By now, quite angry, you demand to know why you should return the pork chops.

Smoothly as anything, the manager says, 'It's only fair, sir. Not everyone can eat pork chops.'

QUESTION: Are you angry at the supermarket for moving the goalposts after you have agreed terms?

If your answer to this question is 'yes', please support tomorrow's public sector strikes over pension reform.


  1. But don't forget you have a lot of shares in the supermarket, and that you work there. You'll be screwed for the rest of your life if it goes bankrupt.

    So even though the problems aren't your fault, you're going to need to help them.

    Which probably makes it even more unfair than you were suggesting.

  2. Hello Phil, good points and well made. I was sure for certain that someone would continue the analogy here!

    If you're one of the Phils I know personally, or even just a regular reader, you probably know my stance on the budget deficit.
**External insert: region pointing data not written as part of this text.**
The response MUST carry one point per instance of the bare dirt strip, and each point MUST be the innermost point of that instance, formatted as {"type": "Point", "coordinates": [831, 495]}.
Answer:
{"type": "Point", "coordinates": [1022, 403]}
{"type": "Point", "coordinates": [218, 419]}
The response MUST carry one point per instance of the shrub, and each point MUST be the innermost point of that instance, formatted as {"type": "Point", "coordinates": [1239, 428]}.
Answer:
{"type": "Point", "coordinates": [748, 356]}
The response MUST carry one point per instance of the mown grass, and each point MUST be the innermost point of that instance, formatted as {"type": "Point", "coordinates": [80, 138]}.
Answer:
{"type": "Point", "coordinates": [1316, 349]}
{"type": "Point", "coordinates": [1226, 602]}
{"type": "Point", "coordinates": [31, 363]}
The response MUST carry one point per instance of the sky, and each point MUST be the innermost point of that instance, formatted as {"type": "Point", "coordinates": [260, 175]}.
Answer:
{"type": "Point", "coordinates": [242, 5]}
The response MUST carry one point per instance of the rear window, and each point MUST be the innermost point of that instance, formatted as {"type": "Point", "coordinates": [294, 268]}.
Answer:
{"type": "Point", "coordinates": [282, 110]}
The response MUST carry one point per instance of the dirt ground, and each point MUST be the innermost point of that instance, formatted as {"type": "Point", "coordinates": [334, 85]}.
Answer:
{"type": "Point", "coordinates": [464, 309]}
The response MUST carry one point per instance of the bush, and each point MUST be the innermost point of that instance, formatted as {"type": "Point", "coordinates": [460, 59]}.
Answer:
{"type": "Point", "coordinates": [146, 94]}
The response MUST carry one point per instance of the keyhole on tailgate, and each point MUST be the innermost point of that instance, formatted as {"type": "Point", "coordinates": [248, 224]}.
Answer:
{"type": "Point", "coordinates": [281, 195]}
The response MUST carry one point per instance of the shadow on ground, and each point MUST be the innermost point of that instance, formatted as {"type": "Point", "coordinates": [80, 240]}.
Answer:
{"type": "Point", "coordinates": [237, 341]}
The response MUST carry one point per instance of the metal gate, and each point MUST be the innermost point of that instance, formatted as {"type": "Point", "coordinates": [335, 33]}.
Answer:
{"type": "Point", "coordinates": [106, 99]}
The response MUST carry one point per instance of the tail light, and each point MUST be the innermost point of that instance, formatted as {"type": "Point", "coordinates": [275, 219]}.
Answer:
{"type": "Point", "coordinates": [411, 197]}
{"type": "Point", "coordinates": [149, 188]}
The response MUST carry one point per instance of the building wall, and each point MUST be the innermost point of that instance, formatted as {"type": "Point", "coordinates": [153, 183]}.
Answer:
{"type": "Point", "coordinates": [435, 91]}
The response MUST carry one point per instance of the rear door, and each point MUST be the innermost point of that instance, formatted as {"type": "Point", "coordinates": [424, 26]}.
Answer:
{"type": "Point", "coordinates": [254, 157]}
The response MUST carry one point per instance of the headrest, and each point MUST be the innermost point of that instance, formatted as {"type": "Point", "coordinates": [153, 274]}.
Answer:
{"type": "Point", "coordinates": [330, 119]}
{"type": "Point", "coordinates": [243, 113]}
There are other ways to skin a cat than pick on poor souls who have done nothing more than work hard and keep their heads down. But there is another salient point that probably needs to be mentioned.

    The strength of a pension fund lies in its longevity - and effectively, this is all due to the wonder of compound interest. So why then are the government maintaining interest rates at record low levels while inflation continues to rocket ever skywards? This is surely an artificially-maintained state in the economy that supports multiple homeowners while discouraging savers and those who rely on the income from their savings.